Turkey Day will be here before we know it, and if you’re thinking about deviating from your Standard Holiday Bird, now’s a great time to test out new marinades, brines and flavoring techniques.
Instead of experimenting with a 12-pound turkey, use a smaller whole chicken instead. It seems harder to find 3-pound whole chickens these days, but even a 4- or 5-pound bird will produce enough meat for dinner and leftovers, not to mention a carcass to build up that soup stock stockpile. (One chicken carcass just doesn’t season stock enough for my liking, so I’ll freeze several of them to make a more concentrated soup stock.)
This peppery sweet Vietnamese spin on the Sunday roast chicken from “The Vietnamese Market Cookbook” by Van Tran and Anh Vu (Running Press, $30) might inspire you to think about other ways to add unexpected layers of flavor to your holiday bird.
Roast Chicken with Honey, Black Pepper and Fish Sauce
Chicken holds a special place in Vietnamese food culture. It’s often cooked on celebratory occasions. Before people sit down to eat, the chicken is offered to the spirits of the ancestors, and on New Year’s Eve we eat chicken to give thanks for the past year.
— Van Tran and Anh Vu
1 tsp. crushed garlic
1 Tbsp. fresh lemon juice
1 Tbsp. fish sauce
1 tsp. freshly ground black pepper
1 Tbsp. honey
1 (3 to 4 lb.) whole roasting chicken
1 cup water
Combine the garlic, lemon juice, fish sauce, pepper and honey in a small bowl.
Rub the marinade under the skin, coating the chicken completely. Reserve the remaining marinade for basting the chicken later during cooking.
Set the chicken on a plate, cover with plastic wrap, and place it in the fridge for at least an hour.
Preheat the oven to 350 degrees. When ready to cook, unwrap the chicken. Pour the water into a roasting pan and then place a roasting rack in the tray and sit the chicken on top. The water will produce steam to keep the chicken moist during cooking.

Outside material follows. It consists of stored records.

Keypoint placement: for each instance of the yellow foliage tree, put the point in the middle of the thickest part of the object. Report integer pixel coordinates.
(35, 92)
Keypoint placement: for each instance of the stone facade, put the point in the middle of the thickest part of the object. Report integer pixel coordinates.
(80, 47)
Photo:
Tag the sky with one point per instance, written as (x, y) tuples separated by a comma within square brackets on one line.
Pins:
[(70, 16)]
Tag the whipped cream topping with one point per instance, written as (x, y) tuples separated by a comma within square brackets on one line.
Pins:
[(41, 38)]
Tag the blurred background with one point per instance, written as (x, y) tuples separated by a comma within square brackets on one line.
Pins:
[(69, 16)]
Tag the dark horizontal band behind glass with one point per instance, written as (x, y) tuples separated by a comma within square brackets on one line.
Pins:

Roast the chicken in the oven for 1 hour and 20 minutes, or until the internal temperature reaches 180 degrees on an instant-read thermometer. Every 15 minutes or so, brush the chicken with the remaining marinade to keep it moist. To check if the chicken is cooked, insert a sharp knife or metal skewer into the thickest part of one of the thighs; if the juices run clear, the chicken is ready. If there are any pink juices, return the chicken to the oven for 10 to 15 minutes longer.
Serve with rice, a simple salad, or, best of all, just like a traditional Sunday roast with all the trimmings. Serves 4.
— From “The Vietnamese Market Cookbook” by Van Tran and Anh Vu (Running Press, $30)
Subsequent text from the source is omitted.